The Account Manager is supposed to be responsible for making sure your client captures the value of using your products and services, and for helping to drive greater adoption. With that value recognized, the Account Manager can then introduce new offerings and create even greater value, bringing in the Account Executive to help create and capture these new opportunities. Well, in theory, this is what is supposed to happen.
There is a reason that the Account Executive (supposed Hunter) is now the Account Manager (supposed Farmer) and the Account Manager is now Glorified Customer Service. The reason your Hunter isn’t hunting and your farmer isn’t farming is because each of them has taken one step down in responsibility. More accurately, they are pulled in that direction.
When the customer service and operations teams can’t clean up the day-to-day challenges, maybe because the challenges are systemic, maybe because that team is disempowered, maybe because the Account Manager lacks trust in their operations team, maybe because the client has no trust in that team, or maybe because no one wants to engage in the conflict necessary to produce better results, the Account Manager steps in to solve those problems.
Now, the Account Executive who ultimately owns the client, steps into their role of the Account Manager, trying to help the client with the existing problem and managing relationships without selling anything new, fearful of failing the client even further, and petrified of the pushback they expect from stakeholders who are already not happy.

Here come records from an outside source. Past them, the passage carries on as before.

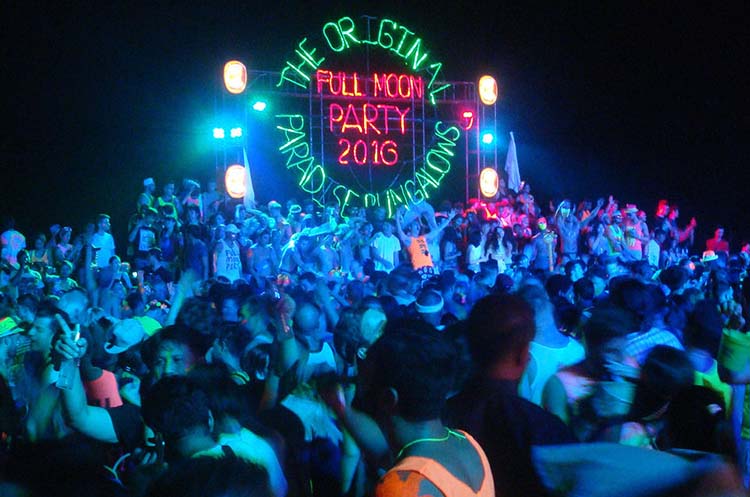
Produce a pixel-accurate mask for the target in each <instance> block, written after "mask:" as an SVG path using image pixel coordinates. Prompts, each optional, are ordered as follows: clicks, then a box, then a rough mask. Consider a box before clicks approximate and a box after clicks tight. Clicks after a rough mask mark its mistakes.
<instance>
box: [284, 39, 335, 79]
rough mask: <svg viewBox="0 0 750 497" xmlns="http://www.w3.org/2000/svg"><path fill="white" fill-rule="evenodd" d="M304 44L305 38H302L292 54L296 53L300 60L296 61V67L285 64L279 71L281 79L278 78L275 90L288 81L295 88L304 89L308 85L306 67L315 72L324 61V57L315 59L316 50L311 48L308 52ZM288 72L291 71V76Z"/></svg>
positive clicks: (307, 72)
mask: <svg viewBox="0 0 750 497" xmlns="http://www.w3.org/2000/svg"><path fill="white" fill-rule="evenodd" d="M306 42H307V38H303V39H302V41H300V42H299V43H298V44H297V48H296V49H295V50H294V53H296V54H297V55H298V56H299V57H300V59H302V60H301V61H298V62H297V63H296V65H295V64H294V63H292V62H291V61H287V62H286V64H285V66H286V67H284V69H283V70H282V71H281V77H280V78H279V82H278V83H277V84H276V87H277V88H278V87H279V86H281V85H282V84H283V83H284V81H288V82H290V83H292V84H294V85H296V86H299V87H302V88H305V87H306V86H307V83H309V81H310V75H309V72H310V71H309V69H308V68H307V67H306V66H309V67H310V68H311V69H312V70H315V69H317V68H318V67H319V66H320V64H322V63H323V61H324V60H325V57H320V58H319V59H315V58H314V57H315V52H316V51H317V49H316V48H313V49H312V50H308V49H307V48H305V43H306ZM306 69H307V70H306ZM289 71H293V72H292V74H291V75H290V74H289ZM295 75H296V77H295Z"/></svg>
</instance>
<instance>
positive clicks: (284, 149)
mask: <svg viewBox="0 0 750 497" xmlns="http://www.w3.org/2000/svg"><path fill="white" fill-rule="evenodd" d="M303 123H304V120H303ZM276 129H279V130H281V131H283V132H284V138H286V143H284V144H283V145H282V146H280V147H279V151H280V152H284V151H285V150H286V149H287V148H289V147H290V146H297V145H296V144H297V142H299V141H301V140H304V139H305V136H306V135H305V132H304V131H299V129H296V128H294V127H290V128H287V127H284V126H276Z"/></svg>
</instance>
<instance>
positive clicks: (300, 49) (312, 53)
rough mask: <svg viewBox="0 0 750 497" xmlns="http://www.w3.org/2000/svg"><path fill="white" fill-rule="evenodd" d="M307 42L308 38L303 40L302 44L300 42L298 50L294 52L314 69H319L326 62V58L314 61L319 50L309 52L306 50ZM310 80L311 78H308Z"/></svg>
mask: <svg viewBox="0 0 750 497" xmlns="http://www.w3.org/2000/svg"><path fill="white" fill-rule="evenodd" d="M306 41H307V38H303V39H302V41H301V42H299V45H297V49H295V50H294V52H295V53H296V54H297V55H299V56H300V57H302V60H304V61H305V62H307V63H308V64H309V65H310V66H311V67H312V68H313V69H317V68H318V67H319V66H320V64H322V63H323V61H324V60H326V58H325V57H321V58H319V59H314V58H313V57H315V52H317V50H318V49H317V48H313V49H312V50H307V49H306V48H305V42H306ZM308 79H309V78H308Z"/></svg>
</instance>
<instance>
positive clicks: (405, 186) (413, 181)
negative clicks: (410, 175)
mask: <svg viewBox="0 0 750 497" xmlns="http://www.w3.org/2000/svg"><path fill="white" fill-rule="evenodd" d="M404 188H406V189H407V191H408V192H410V193H409V197H410V198H411V201H412V202H413V203H414V204H419V203H421V202H422V201H423V200H424V192H423V191H422V190H421V189H419V188H417V184H416V183H415V182H414V180H411V179H408V180H406V181H404Z"/></svg>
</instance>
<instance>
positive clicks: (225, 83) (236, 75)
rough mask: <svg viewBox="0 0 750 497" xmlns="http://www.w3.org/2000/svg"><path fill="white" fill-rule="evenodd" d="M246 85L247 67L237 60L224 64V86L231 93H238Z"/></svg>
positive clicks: (246, 80) (229, 92) (243, 90)
mask: <svg viewBox="0 0 750 497" xmlns="http://www.w3.org/2000/svg"><path fill="white" fill-rule="evenodd" d="M246 86H247V68H246V67H245V64H243V63H242V62H240V61H238V60H230V61H229V62H227V63H226V64H224V87H225V88H226V89H227V91H228V92H229V93H231V94H233V95H239V94H240V93H242V92H243V91H245V87H246Z"/></svg>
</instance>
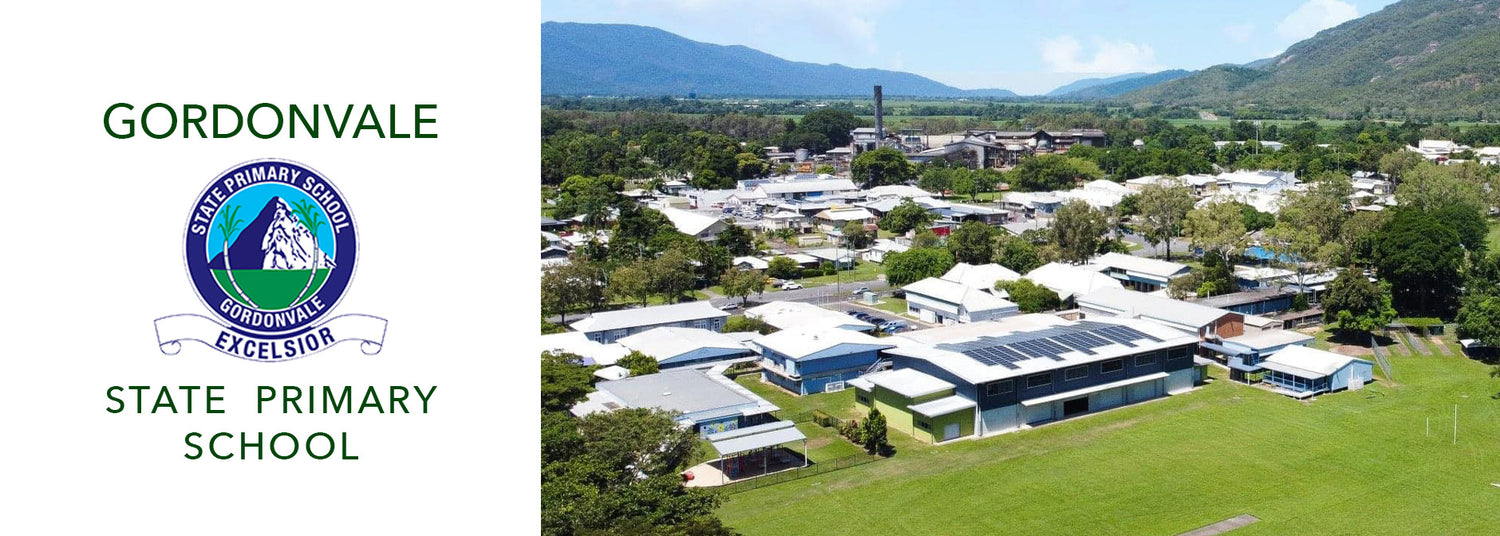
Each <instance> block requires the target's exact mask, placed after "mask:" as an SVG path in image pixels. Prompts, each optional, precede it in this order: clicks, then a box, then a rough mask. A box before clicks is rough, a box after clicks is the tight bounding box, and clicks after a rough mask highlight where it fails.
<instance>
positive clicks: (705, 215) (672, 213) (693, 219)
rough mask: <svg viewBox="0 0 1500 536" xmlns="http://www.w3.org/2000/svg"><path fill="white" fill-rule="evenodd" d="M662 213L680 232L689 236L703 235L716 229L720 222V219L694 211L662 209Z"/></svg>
mask: <svg viewBox="0 0 1500 536" xmlns="http://www.w3.org/2000/svg"><path fill="white" fill-rule="evenodd" d="M660 212H661V215H664V216H666V218H667V219H670V221H672V225H673V227H676V230H678V231H682V234H687V236H697V234H702V233H703V231H706V230H708V228H711V227H714V224H718V222H720V219H718V218H714V216H706V215H700V213H696V212H691V210H682V209H672V207H661V209H660Z"/></svg>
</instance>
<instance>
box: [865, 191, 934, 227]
mask: <svg viewBox="0 0 1500 536" xmlns="http://www.w3.org/2000/svg"><path fill="white" fill-rule="evenodd" d="M935 219H938V216H936V215H933V213H932V212H927V209H922V206H919V204H916V201H912V200H909V198H907V200H901V204H897V206H895V207H894V209H891V212H886V213H885V216H883V218H880V221H879V224H877V225H876V227H879V228H882V230H886V231H891V233H895V234H906V233H907V231H910V230H913V228H927V225H932V222H933V221H935Z"/></svg>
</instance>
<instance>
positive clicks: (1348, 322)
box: [1323, 269, 1397, 332]
mask: <svg viewBox="0 0 1500 536" xmlns="http://www.w3.org/2000/svg"><path fill="white" fill-rule="evenodd" d="M1395 317H1397V309H1395V308H1392V306H1391V287H1389V285H1386V284H1374V282H1370V279H1368V278H1365V275H1364V273H1362V272H1361V270H1355V269H1344V270H1343V272H1340V273H1338V276H1337V278H1334V281H1331V282H1329V284H1328V291H1325V294H1323V323H1325V324H1328V326H1329V327H1331V329H1335V330H1343V332H1373V330H1377V329H1383V327H1385V326H1386V324H1389V323H1391V321H1392V320H1395Z"/></svg>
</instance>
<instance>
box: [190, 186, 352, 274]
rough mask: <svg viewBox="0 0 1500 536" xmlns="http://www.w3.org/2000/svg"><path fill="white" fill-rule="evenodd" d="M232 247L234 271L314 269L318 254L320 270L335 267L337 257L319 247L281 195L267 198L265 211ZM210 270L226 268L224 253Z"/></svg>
mask: <svg viewBox="0 0 1500 536" xmlns="http://www.w3.org/2000/svg"><path fill="white" fill-rule="evenodd" d="M228 249H229V269H231V270H311V269H312V267H314V260H315V258H317V257H321V258H320V260H318V264H317V267H318V269H320V270H330V269H333V267H335V264H333V258H330V257H329V255H327V254H326V252H323V251H321V249H320V248H318V246H317V243H315V240H314V239H312V233H311V231H308V228H306V227H303V225H302V221H300V219H299V216H297V213H294V212H293V209H291V206H290V204H287V201H285V200H282V198H281V197H273V198H270V201H266V206H264V207H261V213H260V215H257V216H255V219H254V221H251V224H249V225H246V227H245V230H243V231H240V234H239V237H236V240H234V243H231V245H229V248H228ZM314 255H317V257H314ZM208 269H211V270H223V269H225V267H223V252H219V254H214V255H213V260H210V261H208Z"/></svg>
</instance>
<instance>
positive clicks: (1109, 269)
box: [1092, 252, 1193, 293]
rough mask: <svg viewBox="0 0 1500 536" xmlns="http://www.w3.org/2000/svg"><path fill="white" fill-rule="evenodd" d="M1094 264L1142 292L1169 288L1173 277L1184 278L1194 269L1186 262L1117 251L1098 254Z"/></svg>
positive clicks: (1114, 277)
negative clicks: (1172, 261) (1138, 256)
mask: <svg viewBox="0 0 1500 536" xmlns="http://www.w3.org/2000/svg"><path fill="white" fill-rule="evenodd" d="M1092 264H1094V266H1095V267H1097V269H1098V270H1100V273H1104V275H1107V276H1110V278H1115V279H1119V281H1121V284H1122V285H1125V288H1130V290H1136V291H1142V293H1154V291H1158V290H1163V288H1167V284H1170V282H1172V279H1176V278H1182V276H1185V275H1188V273H1190V272H1191V270H1193V269H1191V267H1188V266H1187V264H1178V263H1172V261H1164V260H1157V258H1146V257H1136V255H1125V254H1116V252H1109V254H1104V255H1098V257H1095V258H1094V261H1092Z"/></svg>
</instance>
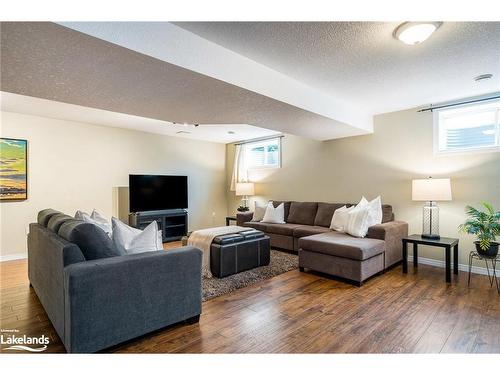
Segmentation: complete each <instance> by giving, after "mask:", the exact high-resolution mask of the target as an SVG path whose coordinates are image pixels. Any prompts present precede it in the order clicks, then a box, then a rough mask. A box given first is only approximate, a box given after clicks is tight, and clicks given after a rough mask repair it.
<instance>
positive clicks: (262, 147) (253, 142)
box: [244, 137, 281, 169]
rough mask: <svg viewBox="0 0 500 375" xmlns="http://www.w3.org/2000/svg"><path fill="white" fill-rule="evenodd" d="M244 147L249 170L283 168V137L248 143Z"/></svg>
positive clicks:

I’m just back from a day with the team at CEB, now Gartner, where they shared their latest research with me and a few other friends from the community. Their research shows that the strategies most companies believe will encourage revenue growth only end up causing members of the team that serves the client to do everything possible to retain the client–and nothing to actually grow the account.
As I have written here and here, the best retention strategy is proactively creating greater value, from month to month, and quarter to quarter.
Changing the Account Manager’s title to Client Success Manager (all the rage now) isn’t likely to clear up the lack of role clarity. It’s going to take a change in the overall strategy, and it’s going to require a clarity in roles–and a greater commitment to execution in each.